MELONI ALLA CAMERA. UCRAINA, LIBANO ED EUROPA
In vista del Consiglio europeo della prossima settimana, Giorgia Meloni detta la linea di politica estera alla Camera. Sull’Ucraina la premier ribadisce il fermo sostegno a Kiev e il sì alle sanzioni alla Russia e avverte: “Per mediare con Mosca serve una figura autorevole europea”. Sul Medio Oriente, parole chiare: “L’Italia non è parte del conflitto e non intende diventarne”, condannando fermamente gli attacchi a Unifil in Libano. Infine, Meloni attacca l’Europa dei “burocrati” e dice sì all’allargamento, ma l’ingresso di Kiev non deve passare avanti ai Balcani occidentali.

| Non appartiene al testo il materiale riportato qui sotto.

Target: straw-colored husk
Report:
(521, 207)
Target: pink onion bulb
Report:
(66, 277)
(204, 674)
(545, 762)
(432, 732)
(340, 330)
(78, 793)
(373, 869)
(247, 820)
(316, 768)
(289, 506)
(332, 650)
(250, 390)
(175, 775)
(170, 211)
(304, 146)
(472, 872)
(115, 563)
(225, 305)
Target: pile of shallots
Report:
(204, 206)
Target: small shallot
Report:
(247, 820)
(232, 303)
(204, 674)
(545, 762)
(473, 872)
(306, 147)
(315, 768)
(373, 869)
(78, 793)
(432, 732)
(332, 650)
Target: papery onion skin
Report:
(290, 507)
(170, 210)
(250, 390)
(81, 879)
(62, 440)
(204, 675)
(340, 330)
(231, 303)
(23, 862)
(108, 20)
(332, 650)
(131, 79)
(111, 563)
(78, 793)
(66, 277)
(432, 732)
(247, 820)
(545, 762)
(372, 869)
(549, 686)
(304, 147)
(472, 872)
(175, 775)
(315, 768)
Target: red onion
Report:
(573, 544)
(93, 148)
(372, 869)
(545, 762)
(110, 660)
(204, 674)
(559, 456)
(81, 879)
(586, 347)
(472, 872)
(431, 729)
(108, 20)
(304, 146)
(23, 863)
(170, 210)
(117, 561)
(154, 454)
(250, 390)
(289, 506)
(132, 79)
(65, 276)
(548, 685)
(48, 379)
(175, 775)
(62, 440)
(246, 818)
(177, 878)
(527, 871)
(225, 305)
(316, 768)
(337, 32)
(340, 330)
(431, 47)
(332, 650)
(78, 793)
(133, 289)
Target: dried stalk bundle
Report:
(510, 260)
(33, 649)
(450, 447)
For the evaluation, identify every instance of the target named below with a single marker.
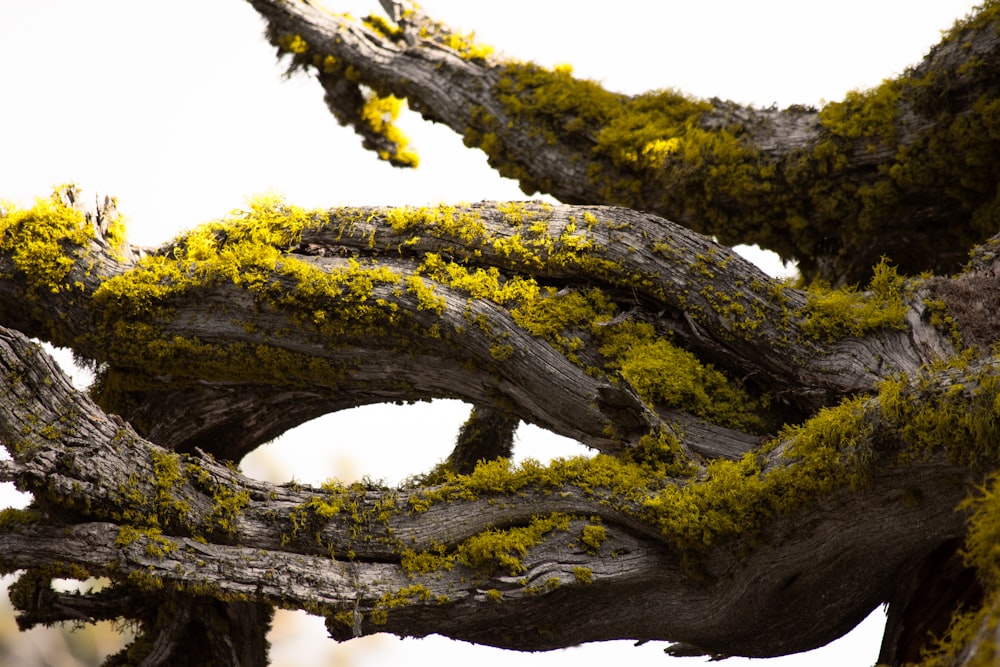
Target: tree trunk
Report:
(773, 462)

LA PREMIER CONTRO IL GRUPPO DI VANNACCI
Scontro aperto alla Camera tra Giorgia Meloni e i deputati di Roberto Vannacci. Durante le repliche in aula, la premier ha attaccato frontalmente gli uomini di Futuro Nazionale: “Avete votato sei volte contro la fiducia insieme alle opposizioni – ha detto Meloni – non siete la vera destra, siete solo funzionali alla sinistra”. Il confronto avviene proprio a ridosso di un appuntamento chiave: questo sabato e domenica, infatti, si terrà a Roma l’assemblea costituente del movimento di Vannacci. Il partito del generale ha invitato i leader di maggioranze e opposizioni a partecipare, ma non ha ricevuto nessuna adesione.

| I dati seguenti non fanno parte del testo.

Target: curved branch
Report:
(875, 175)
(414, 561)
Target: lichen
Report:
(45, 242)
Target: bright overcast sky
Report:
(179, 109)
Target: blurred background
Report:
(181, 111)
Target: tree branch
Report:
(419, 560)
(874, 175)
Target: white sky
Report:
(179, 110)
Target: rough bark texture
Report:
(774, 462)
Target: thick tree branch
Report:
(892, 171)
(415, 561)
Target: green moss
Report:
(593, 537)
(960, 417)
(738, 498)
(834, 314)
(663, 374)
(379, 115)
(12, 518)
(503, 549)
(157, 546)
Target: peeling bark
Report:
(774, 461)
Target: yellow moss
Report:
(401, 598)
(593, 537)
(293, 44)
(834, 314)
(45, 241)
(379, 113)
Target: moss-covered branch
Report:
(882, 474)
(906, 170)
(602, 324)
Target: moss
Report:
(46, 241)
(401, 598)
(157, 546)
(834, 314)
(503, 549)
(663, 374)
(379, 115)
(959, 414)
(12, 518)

L.ELETTORALE. ALLA CAMERA 771 EMENDAMENTI ALLA RIFORMA
Legge elettorale, si entra nel vivo. In Commissione Affari costituzionali alla Camera sono arrivati 771 emendamenti, praticamente tutti dalle opposizioni. Pd, M5s, Avs hanno depositato emendamenti unitari, sottoscritti anche da Iv. Sono 322 le proposte soppressive. Il centrosinistra propone anche il voto per i fuori sede. Dalla maggioranza solo 4 emendamenti comuni sul nodo Trentino Alto Adige, sull’indicazione del capo della coalizione, sull’obbligo di candidatura al proporzionale anche per i listini. Dalla componente Maie proposte sul voto degli italiani all’estero. Dai ‘Vannacciani’ un emendamento sulle preferenze. Dalla prossima settimana si vota. Il 26 giugno la riforma è attesa in Aula.

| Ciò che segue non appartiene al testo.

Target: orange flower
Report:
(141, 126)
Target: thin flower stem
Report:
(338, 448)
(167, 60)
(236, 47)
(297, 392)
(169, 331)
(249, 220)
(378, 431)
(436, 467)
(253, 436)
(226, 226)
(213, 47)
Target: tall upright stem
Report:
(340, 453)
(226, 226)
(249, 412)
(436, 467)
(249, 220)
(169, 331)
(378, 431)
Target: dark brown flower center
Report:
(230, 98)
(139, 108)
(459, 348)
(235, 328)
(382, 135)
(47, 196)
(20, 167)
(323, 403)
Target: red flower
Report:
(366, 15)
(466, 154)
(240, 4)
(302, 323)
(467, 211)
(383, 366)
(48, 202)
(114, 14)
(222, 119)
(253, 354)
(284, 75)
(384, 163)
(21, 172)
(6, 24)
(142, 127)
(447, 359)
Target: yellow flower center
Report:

LA POLITICA RICORDA ENRICO BERLINGUER
A 42 anni dalla sua scomparsa, la politica ricorda Enrico Berlinguer, lo storico leader del Pci. Parole di profondo rispetto sono arrivate dalla premier Giorgia Meloni e dal presidente del Senato Ignazio La Russa, che ne hanno sottolineato la caratura morale. Sul fronte dell’opposizione, una delegazione del Partito Democratico si è recata questa mattina al cimitero romano di Prima Porta per deporre dei fiori e raccogliersi davanti alla sua tomba. “Ricordarlo- dice Nicola Fratoianni di Avs- vuol dire fare in modo che sia sempre attuale”.